ZIM has also entered into a major partnership with Maersk Line and MSC, the two largest shipping companies in the world. This will enable the business to act more flexibly without an overreliance on its own capacity. The company also aims to increase its car-carrying capacity for Asia exports, which could be a key growth part of its “global niche” strategy.

ZIM is extremely forward-thinking for a legacy shipping company. The business has made a series of venture capital-style investments into analytics tools and even Artificial Intelligence [AI], which is expected to help it better predict pricing dynamics. The AI industry is forecasted to reach $1.394 billion by 2029 and we have recently seen a surge in viral AI products such as ChatGPT.

ZIM AI

ZIM AI (Q3,22 report)

Earnings and Balance Sheet

Back to the financials, ZIM reported $1.166 billion in net income which declined by 20% year over year. This was as a result of the aforementioned issue with declining shipping rates. However, it should be noted net income has still increased by 43% year over year to $4.212 billion. ZIM’s Earnings per share also beat analyst estimates by $0.13 with $9.66 reported in Q3,22.

Net Income ZIM integrated Shipping

Net Income (Q3,22 report)

A strong positive for ZIM is management utilized its excess cash flow well to reduce its net leverage ratio from 3.4x in 2020, to virtually zero by Q3,22.

Leverage Reduction

Leverage Reduction (Q3,22 report)

Let us also not forget that ZIM has a strong balance sheet with $4.44 billion in cash, cash equivalents and marketable securities.
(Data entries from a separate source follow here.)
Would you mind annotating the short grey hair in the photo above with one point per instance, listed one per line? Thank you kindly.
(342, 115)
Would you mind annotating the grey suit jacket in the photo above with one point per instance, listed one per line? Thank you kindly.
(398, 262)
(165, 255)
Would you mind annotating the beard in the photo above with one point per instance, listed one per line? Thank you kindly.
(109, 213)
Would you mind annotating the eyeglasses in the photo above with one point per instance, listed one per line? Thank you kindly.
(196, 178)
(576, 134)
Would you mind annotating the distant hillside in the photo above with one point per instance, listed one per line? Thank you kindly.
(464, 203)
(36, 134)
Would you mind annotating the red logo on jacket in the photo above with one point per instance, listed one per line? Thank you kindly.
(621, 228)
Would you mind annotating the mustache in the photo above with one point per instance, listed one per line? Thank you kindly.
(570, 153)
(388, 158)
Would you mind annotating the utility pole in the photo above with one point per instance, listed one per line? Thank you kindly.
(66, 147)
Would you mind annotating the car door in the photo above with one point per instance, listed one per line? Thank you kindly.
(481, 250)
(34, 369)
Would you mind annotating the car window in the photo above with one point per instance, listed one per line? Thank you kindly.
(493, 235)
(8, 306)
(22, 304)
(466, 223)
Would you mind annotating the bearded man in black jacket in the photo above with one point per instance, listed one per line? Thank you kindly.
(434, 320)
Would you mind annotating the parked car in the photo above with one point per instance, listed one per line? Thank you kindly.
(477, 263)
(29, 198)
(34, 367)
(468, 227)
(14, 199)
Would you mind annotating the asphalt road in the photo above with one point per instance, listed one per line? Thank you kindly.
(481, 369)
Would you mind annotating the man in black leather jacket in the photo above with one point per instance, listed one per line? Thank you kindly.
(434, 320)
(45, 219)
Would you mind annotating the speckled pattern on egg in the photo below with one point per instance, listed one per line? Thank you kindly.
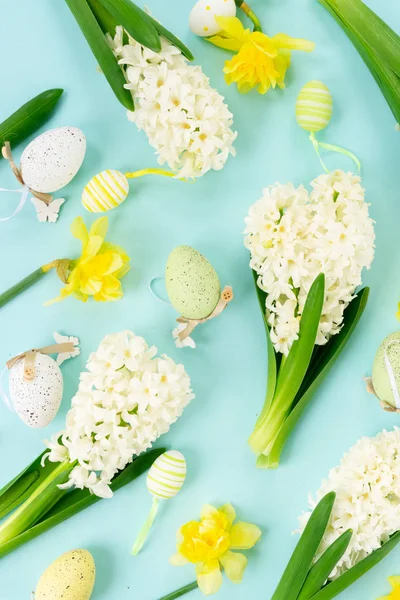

In addition, the company offers a dividend between 30% and 50% of net income, which is outstanding. I expect this to be ~30% in the fourth quarter, which would be the same as the third quarter, due to the weakening environment.

ZIM integrated Shipping

ZIM dividend Policy (ZIM integrated Shipping)

Valuation?

ZIM is trading at a low forward P/E ratio of just 0.47, which is substantially cheaper than historical levels of between a PE = 1.7 and 2.1.

ZIM PE ratio

ZIM PE ratio (Q3,22 report)

ZIM Integrated Shipping also trades at a lower P/E ratio than industry peers. For example, Navios Maritime Partners L.P. (NMM) which trades at a P/E Ratio = 1.3 and Golden Ocean Group (GOGL) trades at a P/E Ratio = 4.38.

Risks

Declining Shipping Rates/Recession

As port congestion eases, shipping rates are expected to decline further which will continue to impact ZIM negatively. In addition, many analysts have forecasted a recession which will likely impact freight volume. Thus it was no surprise to see analysts at Citigroup have downgraded the stock to a neutral or “high risk” investment. However, a positive is Citigroup still has a high price target of $51.50 per share, which still represents an upside of ~193% from its $17 share price at the time of writing.

Dividend Withholding Tax

As ZIM Integrated shipping is based in Israel, a “withholding tax” of between 25% and 30% is taken on dividends. A positive is the company has reported ways of possibly reducing this tax through various methods, you can read more about it here and I suggest seeking independent tax advice for details.

Final Thoughts

ZIM Integrated is poised to grow its position as a “global niche carrier”. Its forthcoming LNG fleet should improve its operational efficiency. The company is facing a series of headwinds from declining freight rates, but its debt levels are substantially lower. The cyclical freight industry is known for its boom-bust dynamics, we are currently going through the latter, but when the next boom arrives, ZIM will be poised to benefit.